The first is the number of cells in the pack. For 1:10 and 1:12 scale racing, it’s usually one or two cells. This is also sometimes called “1S” or “2S”, the “S” referring to how the cells are in series (yeah, okay, “1S” really makes no sense, but I’m not the one making this up, sorry), which adds up the voltage (a LiPo cell is nominally 3.7 volts, so a 2S pack should give out about 7.4 volts). The number of cells is usually dictated by the racing class, so again, check with your local club before buying your packs.

The other is the capacity of the pack, usually rated in milliamps/hours.
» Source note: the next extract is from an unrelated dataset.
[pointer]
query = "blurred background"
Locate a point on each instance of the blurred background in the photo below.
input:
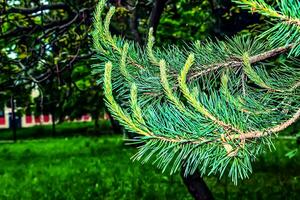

This number represents how much power you can draw from the pack, in such a way that you’ll run out after exactly an hour. For more entry-level racing, the capacity of the pack simply doesn’t matter that much, because entry-level classes have motors that draw less power, and racing heats last a fixed amount of time, usually short enough that you won’t even come close to run out. Packs with more capacity, though, are heavier, so if you’re racing, you might want to get the lower capacity packs. If you’re just running your car for fun, with no time limit (as in races), you might prefer to just get the bigger pack for a longer run time. Also, if you run motors with fewer turns, or use “boost”, this will use more power, and might want a bigger pack.

LiPo batteries have something of a reputation, as they are liable to catch on fire (!!!) when they overheat. That tends to only happen if they are over-charged (either with too much current, or for too long), if you’re gentle with your batteries, you should be okay. The BRCA recommends using no more than what they call “1C”, which is to say to charge at same amount of current as the amp/hour rating of the battery (which should thus take one hour for a full charge). Remember that 1 amp is 1,000 milliamps, of course! Most batteries are rated in milliamps/hour, and chargers are usually labeled in amps, so if you have a 5,500mAh pack, you’d use 5.5A to charge. Finally, clubs will usually require that you use LiPo bags (which have some fire-proofing), which seems like a good idea, just in case…

In terms of maintenance, LiPos are fairly easy. They don’t like to be completely discharged, but most electronic speed controllers have a low voltage cut-off feature to avoid this from happening. They don’t like to be stored with a full charge either, but since a 5 minute race leaves a pack at about half-charge, that’s easy, you can just leave it as-is after your last race of the day (assuming it was fully charged, which is just a good idea if you’re going into your final race!). You might have to use your charger’s discharge feature if you have an early breakdown, at the worst.

They do not have any “memory effect”, so you can just “top up” your battery between heats, without ill effects. This allows the possibility of racing with a single pack (what I’m doing now, but a second pack might add some convenience).

Nickel-Cadmium (NiCad) and Nickel-Metal Hydride (NiMH)

These are still seen in some ready-to-run (RTR) and used kits, but are definitely on their way out. They require a good deal of maintenance and conditioning to keep operating at peak performance and avoid “memory effect”, are heavier, and of lower power and capacity than the newer LiPo batteries. For anyone getting started nowadays, I would recommend that they avoid them.